The story of an idealistic, wide-eyed country boy who takes his skills in the martial arts of Muay Thai to Bangkok to recover a temple treasure stolen by big city gangsters is essentially an updating of the old Hong Kong kung-fu revenge odysseys of the seventies. Jaa is the proverbial country hick in the big city chasing the stolen dough right into the midst of an illegal fighting pit, where he puts a quick end to his first inadvertent match, despite his promise to his mentor never to use his talents. That vow lasts for another five minutes or so before he dispatches the local talent pool of preening bullies and dirty fighters (the latter using a refrigerator as a blunt instrument) with his Thai boxing skills and his trademark kill shot: an elbow to the skull.

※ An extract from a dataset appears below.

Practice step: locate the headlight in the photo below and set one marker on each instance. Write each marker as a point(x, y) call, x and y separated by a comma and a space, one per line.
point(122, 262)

The simplistic story is merely an excuse to get him into action and the action is jaw-dropping. Jaa is not merely the star, he’s the greatest special effect you’ll see all year, combining the gymnastic energy of Jackie Chan’s glory days with the bone-snapping, body-crunching intensity of Bruce Lee at his best, and the film harkens back to an earlier style of martial arts movie, before the blender style of editing took over. The irresistible combination of cinematic naiveté and brutal martial arts moves executed with astonishing prowess makes this a real throwback to the seventies martial arts era.